Over here in Seattle it’s as blue and cloudless as it’s possible to be if you’re the sky. The sun is beaming brightly. It’s a full-on, summer-is-just-around-the-corner day. There’ll be mowers buzzing and BBQs being spruced up and cars being polished with some down-home elbow grease. Boats will start rolling out of their long winter storage and the Farmers Markets will be bustling with happy shoppers eager to take a taste of the fresh summer produce home to their kitchens. Like celery. And cucumbers. And fresh mint. Mmmmm.
I expect if you’re pretty much anywhere in the US that gets the sun’s rays this weekend, the last place you want to be is indoors reading blogs. However, I just could not wait until next week sometime to tell you about the salad that Becky the Greek and Justin the Geek helped me gobble up last night. It is possibly the freshest, crunchiest, most refreshing salad. It will be a fabulous addition to your BBQ menu on Monday. It’ll make your taste buds perk right up after all those hotdogs and hamburger patties surrounded by dough. It’s fast to make, with a simple flavourful dressing and you’ll have a crisp, lively combination of flavors that your family & friends won’t soon forget. And it’ll make your Memorial Day BBQ SANEr*.
I made this salad to balance things out at our SANE* dinner this week. The rule is that if you come to The Friday Night Dinner, while you don’t have to love something, you do have to try it. Justin the Geek was required to try the Brussel Sprout recipe that I also dished up. I knew he really didn’t like Brussel Sprouts by virtue of the cute little wrinkled nose & worried expression that washed across Becky the Greek’s face when I tossed a bag of Brussels into my cart on Monday night. So it seemed only fair that I should make something that I didn’t really like, but tried it anyway. Enter celery. It’s not that I hate celery, it’s just not a favorite and I’ll avoid it if there is anything else available. Lately I’ve been throwing a few chunks into my veggie smoothies here and there, but just chomping on sticks of it? No Siree. That may well have been one of my father’s favorite things to do, but not this kid.
Imagine my surprise when I enjoyed this salad as much as I did. I even had seconds, and I had a big old scoop to start with. The sweetness of the English cucumbers and the fragrant fresh herbs perfectly evened out the normally overpowering celery taste. Quick and easy to throw together it will also withstand a wait in the ‘fridge better than most salads. Add this to you to your summer salad repertoire to keep things interesting.
Here’s my unsolicited advice for this beautiful sunny weekend:
- Make this salad!
- Go out to play!
- Hug your loved ones and tell them that you adore them!
Happy Memorial Day, America.
- 4 celery stalks, thinly sliced crosswise
- 1½ English cucumbers, peeled, seeded, and thinly sliced crosswise (see notes)

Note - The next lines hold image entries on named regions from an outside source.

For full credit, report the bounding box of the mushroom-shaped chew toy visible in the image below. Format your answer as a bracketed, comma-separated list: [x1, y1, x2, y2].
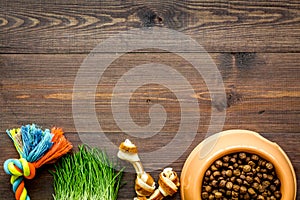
[118, 139, 155, 199]
[149, 168, 180, 200]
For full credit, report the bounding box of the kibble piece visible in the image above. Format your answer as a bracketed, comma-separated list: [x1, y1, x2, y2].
[215, 160, 223, 168]
[243, 165, 252, 173]
[267, 174, 274, 181]
[232, 163, 239, 169]
[226, 182, 233, 190]
[248, 188, 256, 196]
[243, 180, 250, 186]
[229, 157, 236, 164]
[213, 171, 221, 177]
[248, 160, 256, 168]
[210, 165, 218, 171]
[274, 179, 280, 187]
[223, 156, 230, 163]
[266, 162, 273, 170]
[232, 185, 240, 192]
[201, 192, 208, 199]
[244, 193, 250, 200]
[233, 169, 241, 176]
[215, 192, 223, 199]
[257, 185, 265, 193]
[261, 181, 271, 188]
[239, 152, 247, 160]
[205, 185, 212, 192]
[211, 180, 218, 187]
[252, 182, 259, 190]
[231, 191, 239, 199]
[260, 168, 268, 173]
[240, 174, 246, 180]
[251, 154, 259, 161]
[222, 163, 229, 168]
[225, 190, 231, 197]
[246, 176, 253, 184]
[274, 191, 281, 199]
[235, 178, 243, 185]
[219, 180, 226, 188]
[270, 185, 276, 192]
[263, 173, 268, 179]
[256, 173, 262, 179]
[205, 170, 211, 176]
[254, 176, 260, 183]
[230, 176, 236, 182]
[225, 169, 232, 177]
[240, 186, 247, 194]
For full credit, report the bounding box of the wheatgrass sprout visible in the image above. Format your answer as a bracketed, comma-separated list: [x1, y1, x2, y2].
[51, 146, 123, 200]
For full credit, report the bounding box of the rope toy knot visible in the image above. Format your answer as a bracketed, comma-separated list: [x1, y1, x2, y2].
[3, 158, 35, 200]
[4, 158, 35, 179]
[3, 124, 72, 200]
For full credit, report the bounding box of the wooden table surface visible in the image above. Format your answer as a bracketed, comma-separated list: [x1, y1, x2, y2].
[0, 0, 300, 200]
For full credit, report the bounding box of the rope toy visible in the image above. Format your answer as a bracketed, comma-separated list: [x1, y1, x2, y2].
[118, 139, 180, 200]
[3, 124, 72, 200]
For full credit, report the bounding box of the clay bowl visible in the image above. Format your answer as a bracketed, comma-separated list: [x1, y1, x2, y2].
[180, 130, 297, 200]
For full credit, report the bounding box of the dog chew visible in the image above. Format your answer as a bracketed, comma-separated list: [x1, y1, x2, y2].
[118, 139, 180, 200]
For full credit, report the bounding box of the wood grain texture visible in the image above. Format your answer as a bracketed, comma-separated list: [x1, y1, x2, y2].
[0, 52, 300, 199]
[0, 0, 300, 200]
[0, 0, 300, 53]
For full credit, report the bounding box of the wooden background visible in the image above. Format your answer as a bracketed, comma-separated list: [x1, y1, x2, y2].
[0, 0, 300, 200]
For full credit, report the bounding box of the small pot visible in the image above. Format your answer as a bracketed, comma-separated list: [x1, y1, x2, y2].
[180, 130, 297, 200]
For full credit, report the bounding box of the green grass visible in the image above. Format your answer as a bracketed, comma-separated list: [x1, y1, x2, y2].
[51, 146, 123, 200]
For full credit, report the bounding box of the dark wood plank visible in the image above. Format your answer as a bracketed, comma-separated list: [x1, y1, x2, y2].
[0, 53, 300, 133]
[0, 52, 300, 199]
[0, 133, 300, 200]
[0, 0, 300, 53]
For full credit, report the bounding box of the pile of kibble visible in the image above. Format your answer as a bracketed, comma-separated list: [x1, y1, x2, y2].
[201, 152, 281, 200]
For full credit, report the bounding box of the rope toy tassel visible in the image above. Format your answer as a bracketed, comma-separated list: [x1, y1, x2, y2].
[3, 124, 72, 200]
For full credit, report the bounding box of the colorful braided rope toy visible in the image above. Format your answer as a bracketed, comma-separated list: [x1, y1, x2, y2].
[4, 124, 72, 200]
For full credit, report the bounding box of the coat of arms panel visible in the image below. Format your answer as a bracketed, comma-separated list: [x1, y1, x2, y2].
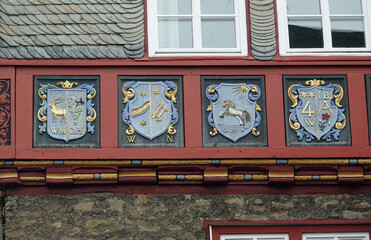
[284, 76, 351, 146]
[201, 76, 267, 147]
[119, 76, 184, 147]
[33, 76, 99, 148]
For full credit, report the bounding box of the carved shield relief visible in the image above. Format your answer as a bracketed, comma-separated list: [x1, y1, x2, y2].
[47, 89, 87, 142]
[34, 76, 99, 147]
[119, 76, 184, 147]
[201, 76, 267, 147]
[206, 83, 261, 142]
[285, 77, 350, 145]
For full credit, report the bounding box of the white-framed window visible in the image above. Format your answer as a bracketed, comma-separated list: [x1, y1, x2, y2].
[147, 0, 247, 57]
[277, 0, 371, 55]
[220, 234, 289, 240]
[303, 232, 370, 240]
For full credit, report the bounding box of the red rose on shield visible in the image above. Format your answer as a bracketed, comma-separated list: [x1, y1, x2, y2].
[322, 113, 330, 121]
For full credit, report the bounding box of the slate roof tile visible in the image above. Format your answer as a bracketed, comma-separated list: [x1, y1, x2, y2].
[250, 0, 277, 61]
[0, 0, 144, 59]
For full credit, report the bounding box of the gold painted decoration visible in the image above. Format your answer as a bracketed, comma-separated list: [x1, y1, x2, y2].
[206, 83, 262, 142]
[37, 80, 97, 143]
[122, 81, 178, 143]
[210, 127, 218, 137]
[125, 124, 135, 136]
[57, 80, 78, 89]
[251, 127, 260, 137]
[288, 79, 346, 142]
[122, 84, 135, 103]
[165, 85, 178, 103]
[288, 84, 299, 107]
[167, 124, 176, 135]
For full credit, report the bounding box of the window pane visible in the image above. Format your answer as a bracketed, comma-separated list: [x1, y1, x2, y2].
[289, 19, 323, 48]
[331, 19, 366, 47]
[201, 19, 236, 48]
[157, 0, 192, 15]
[201, 0, 234, 14]
[287, 0, 321, 15]
[158, 18, 193, 48]
[329, 0, 362, 14]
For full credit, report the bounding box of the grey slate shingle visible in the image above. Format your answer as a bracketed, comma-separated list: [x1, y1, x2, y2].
[0, 0, 144, 59]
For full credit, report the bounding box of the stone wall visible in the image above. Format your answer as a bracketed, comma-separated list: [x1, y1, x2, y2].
[5, 194, 371, 240]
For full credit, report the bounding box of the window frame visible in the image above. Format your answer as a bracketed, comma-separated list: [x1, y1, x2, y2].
[276, 0, 371, 56]
[204, 219, 371, 240]
[147, 0, 248, 57]
[302, 232, 370, 240]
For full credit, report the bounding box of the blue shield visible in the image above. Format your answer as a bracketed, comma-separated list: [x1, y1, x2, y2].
[296, 86, 339, 140]
[212, 83, 255, 142]
[47, 89, 87, 142]
[124, 82, 176, 140]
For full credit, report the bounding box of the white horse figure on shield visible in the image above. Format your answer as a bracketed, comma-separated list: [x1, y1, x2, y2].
[220, 100, 250, 126]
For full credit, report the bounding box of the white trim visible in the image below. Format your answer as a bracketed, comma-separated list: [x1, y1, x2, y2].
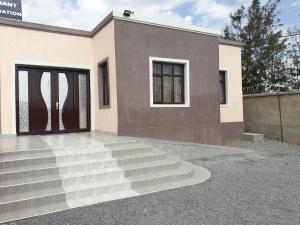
[10, 61, 95, 134]
[219, 68, 230, 108]
[113, 11, 221, 36]
[149, 56, 190, 108]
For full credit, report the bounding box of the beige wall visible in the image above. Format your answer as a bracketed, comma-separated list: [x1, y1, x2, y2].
[219, 44, 243, 123]
[0, 26, 95, 134]
[92, 21, 118, 133]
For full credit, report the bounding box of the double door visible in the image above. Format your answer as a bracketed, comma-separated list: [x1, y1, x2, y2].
[16, 66, 90, 134]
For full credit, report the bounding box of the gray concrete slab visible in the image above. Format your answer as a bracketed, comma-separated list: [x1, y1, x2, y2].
[1, 138, 300, 225]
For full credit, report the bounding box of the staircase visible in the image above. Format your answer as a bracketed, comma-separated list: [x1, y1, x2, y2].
[0, 139, 210, 223]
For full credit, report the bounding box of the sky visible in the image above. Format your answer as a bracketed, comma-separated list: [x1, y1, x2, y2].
[22, 0, 300, 31]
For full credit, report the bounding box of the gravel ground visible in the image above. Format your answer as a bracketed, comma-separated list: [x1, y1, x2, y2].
[2, 141, 300, 225]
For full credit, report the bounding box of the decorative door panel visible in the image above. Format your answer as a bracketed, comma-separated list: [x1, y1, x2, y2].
[16, 66, 90, 134]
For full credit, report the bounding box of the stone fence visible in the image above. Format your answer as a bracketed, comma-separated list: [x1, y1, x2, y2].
[244, 92, 300, 145]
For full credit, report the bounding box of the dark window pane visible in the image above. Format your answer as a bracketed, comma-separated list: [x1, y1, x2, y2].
[174, 64, 183, 76]
[100, 63, 109, 105]
[219, 71, 227, 104]
[163, 64, 173, 75]
[163, 76, 173, 103]
[174, 77, 183, 103]
[153, 77, 162, 103]
[153, 63, 161, 74]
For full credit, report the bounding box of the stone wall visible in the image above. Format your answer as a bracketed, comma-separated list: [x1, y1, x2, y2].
[244, 92, 300, 144]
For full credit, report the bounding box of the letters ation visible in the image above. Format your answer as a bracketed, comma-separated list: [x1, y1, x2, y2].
[0, 0, 22, 20]
[0, 1, 17, 8]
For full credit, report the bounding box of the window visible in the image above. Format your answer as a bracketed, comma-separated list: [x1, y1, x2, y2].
[219, 71, 227, 105]
[149, 57, 190, 108]
[98, 60, 110, 107]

- ⅓ cup coarsely chopped fresh flat-leaf parsley
- ⅓ cup coarsely chopped fresh mint
- 3 TBSP extra-virgin olive oil
- Coarse salt and freshly ground black pepper
- Bag of mixed salad greens
- Toss the sliced celery, sliced cucumber, chopped parsley and mint, plus the olive oil, into a bowl and mix thoroughly.
- In a shallow serving dish or platter spread a bed of the mixed salad greens.
- Spoon the celery / cucumber mixture over the greens leaving the salad around the edge of the dish uncovered.
- Season with salt and pepper.
- Garnish with sprigs of parsley and mint.